As for the current political climate, Rockenbach said that it “probably” plays a role in students’ perceptions of pressure because political conversations in class “may be more salient right now.”
So maybe classrooms feel like many other public or semipublic spaces in our political moment. If that’s the case, Rockenbach and Mayhew’s data offer some hope. Asked if they’d had significant disagreements over political issues with friends during college, 65 percent said no. Twenty-nine percent said they had, but that they remained friends anyway. Just 6 percent said they’d had significant political disagreements and did not remain friends. The study had three check-in points, from 2015 to 2019, when the students were seniors. So these peer-to-peer arguments happened before and after the contentious 2016 election.

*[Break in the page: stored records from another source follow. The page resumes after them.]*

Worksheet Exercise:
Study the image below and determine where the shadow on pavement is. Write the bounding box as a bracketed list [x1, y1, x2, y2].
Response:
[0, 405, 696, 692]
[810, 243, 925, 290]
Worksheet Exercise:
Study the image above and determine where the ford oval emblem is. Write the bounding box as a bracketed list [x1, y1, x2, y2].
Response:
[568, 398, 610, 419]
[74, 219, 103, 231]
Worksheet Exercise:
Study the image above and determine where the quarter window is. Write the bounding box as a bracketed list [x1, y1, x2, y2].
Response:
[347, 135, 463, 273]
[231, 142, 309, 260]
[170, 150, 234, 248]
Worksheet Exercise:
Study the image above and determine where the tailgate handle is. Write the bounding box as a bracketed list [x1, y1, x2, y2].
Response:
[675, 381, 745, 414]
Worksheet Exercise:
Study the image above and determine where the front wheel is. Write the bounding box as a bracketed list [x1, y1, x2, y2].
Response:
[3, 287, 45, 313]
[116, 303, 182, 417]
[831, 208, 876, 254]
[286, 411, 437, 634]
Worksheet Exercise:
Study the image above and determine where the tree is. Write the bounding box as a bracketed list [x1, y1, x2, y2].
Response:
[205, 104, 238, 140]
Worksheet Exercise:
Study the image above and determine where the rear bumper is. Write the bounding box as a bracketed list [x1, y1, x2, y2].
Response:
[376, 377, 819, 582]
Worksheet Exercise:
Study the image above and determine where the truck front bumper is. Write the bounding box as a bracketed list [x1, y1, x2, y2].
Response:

Back in the classroom, Rockenbach said that more frequent discussions open up opportunities for students to feel pressure from certain professors, “particularly if the students’ own views are on the other end of the political spectrum.” So are such conversations a no-go? Rockenbach’s answer: “I don’t think so. These exchanges have strong potential to enhance student learning, help them refine their own beliefs and values, and empower their political engagement.”
At the same time, Rockenbach cautioned that it’s “critical for faculty to create classroom spaces that encourage authenticity and respectful dialogue.” When and if professors decide to share their own perspectives, she added, it’s “important that they simultaneously encourage students’ freedom to disagree and offer different viewpoints.”
The group’s findings were published for the first time as an op-ed in The Washington Post. Rockenbach and Mayhew led the study with the Interfaith Youth Core group. The data, drawn from their Interfaith Diversity Experiences and Attitudes Longitudinal Survey, also contain insights about students’ perceptions on LGBT issues, spirituality and religion, but those figures aren’t quite ready for prime time.
Amy Binder, professor of sociology at the University of California, San Diego, co-wrote a book on college students’ political experiences in 2012 and is working on another one. Of the new study, Binder said the “devil is in the details,” in that she’d like to know more about what kind of pressure students sense. “Do they feel pressure to write their exams in a particular way to get a good grade? To speak up in class parroting a professor’s perceived ideology?” she asked. “To become liberal or conservative because they are majoring in a particular discipline? To attend, or not attend, rallies or protests?”
Binder further noted that “influencing” an opinion is different than pressuring someone to change theirs. She guessed that numbers might be at play, at least in the finding that conservative professors influence their students more. Maybe if there are more liberal students taking business courses than there are conservative students taking humanities courses in the sample, she wondered, “you can see a pattern where conservative faculty are more persuasive in sheer numbers.”
Mayhew said that more students identifed as liberal than conservative, and students appreciated politically liberal ideologies to a greater degree than conservative ones across three time points. But he said that the finding about conservative professors might be more about students’ expectations. College is seen as “liberalizing,” he said, so students “might be surprised and possibly intimidated by the mere expression of their professors’ conservative ideologies.” Reiterating his point about discomfort, he said that feeling often arises “when expectations misalign with experience.”